India’s widening trade deficit dampen hope of further interest rate cut

Main culprit is import of gold, silver

By R Chandrasekaran

CHENNAI: India’s trade deficit in April widened to $17.8 billion as import of gold, which recorded a whopping 138 percent surge, played the spoil sport in the government’s game plan to improve the current account deficit, which is deteriorating. The Indian stock markets reacted sharply by dragging the benchmark indices down by over two percent as hopes of current account deficit improvements looked dim, thereby preventing any scope for further easing of monetary policy.

While imports grew 10.9 percent to $41.95 billion, exports rose modestly by 1.6 percent to $24.16 billion. This resulted in 72 percent surge in April trade deficit to $17.8 billion from the previous month. The main culprit is import of gold and silver that jumped 138 percent to $7.5 billion as fall in the precious metal prices forced retailers to shop for them.

Before the trade deficit announcement, the government announced consumer price index inflation that slowed to 9.39 percent in April from 10.39 percent in March. Similarly, food prices recorded 10.61 percent rise in April, which was again slower than 12.42 percent increase in March. The government data on wholesale price index will be announced tomorrow. The expectation is for 5.50 percent on top of a 5.96 percent in March.

While the inflation data encouraged investors and industry to expect a friendly monetary policy, the widening trade deficit has wiped out any hope of a further easing of monetary policy by the Reserve Bank of India.

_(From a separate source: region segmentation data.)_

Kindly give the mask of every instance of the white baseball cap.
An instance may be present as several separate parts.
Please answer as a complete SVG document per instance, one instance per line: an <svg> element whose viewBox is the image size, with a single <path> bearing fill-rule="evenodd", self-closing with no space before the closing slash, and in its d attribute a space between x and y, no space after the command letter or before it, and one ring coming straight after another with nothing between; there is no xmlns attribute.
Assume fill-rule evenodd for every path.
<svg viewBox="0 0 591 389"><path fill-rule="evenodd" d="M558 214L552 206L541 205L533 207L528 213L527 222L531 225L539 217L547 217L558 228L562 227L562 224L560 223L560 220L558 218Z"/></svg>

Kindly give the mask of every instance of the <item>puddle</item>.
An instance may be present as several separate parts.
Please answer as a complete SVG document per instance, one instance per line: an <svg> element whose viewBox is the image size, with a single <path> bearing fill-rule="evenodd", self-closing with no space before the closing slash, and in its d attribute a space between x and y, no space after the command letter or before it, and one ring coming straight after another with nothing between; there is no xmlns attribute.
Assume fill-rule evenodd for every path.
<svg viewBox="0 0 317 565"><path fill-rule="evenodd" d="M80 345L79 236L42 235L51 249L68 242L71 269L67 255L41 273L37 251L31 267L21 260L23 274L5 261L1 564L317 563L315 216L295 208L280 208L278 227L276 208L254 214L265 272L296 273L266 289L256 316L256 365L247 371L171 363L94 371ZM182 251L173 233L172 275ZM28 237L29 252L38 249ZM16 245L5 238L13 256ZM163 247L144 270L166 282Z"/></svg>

While reducing interest rates by 25 basis points on May 3, the central bank has voiced concern over the deteriorating current account and fiscal deficits besides consumer and food price inflation, though it takes into account wholesale price index for monetary policy decisions. The RBI Governor Dr. D. Subbarao also indicated that there was limited scope for reducing interest rates and termed current account deficit situation as biggest threat to the economy. The higher trade deficit has only further deteriorated current account deficit.

The RBI has also swung into action by imposing restrictions on import of gold in May. Its diktat came on the working group’s recommendations that suggested bringing import regulations of gold with other imports so as to create a level playing field among gold and other imports.

The sharp increase in trade deficit has had its effect on the Indian bourses. While the Bombay Stock Exchange’s 30-share barometer dropped 430.65 points or 2.14 percent to 19,691.67 points, the National Stock Exchange’s Nifty plunged 126.80 points or 2.08 percent to 5,980.45 points. The Sensex recorded the largest daily percentage drop after March 2012.

Despite the favorable impact from falling inflation, widening trade deficit resulting in deteriorating current account deficit is only nullifying it.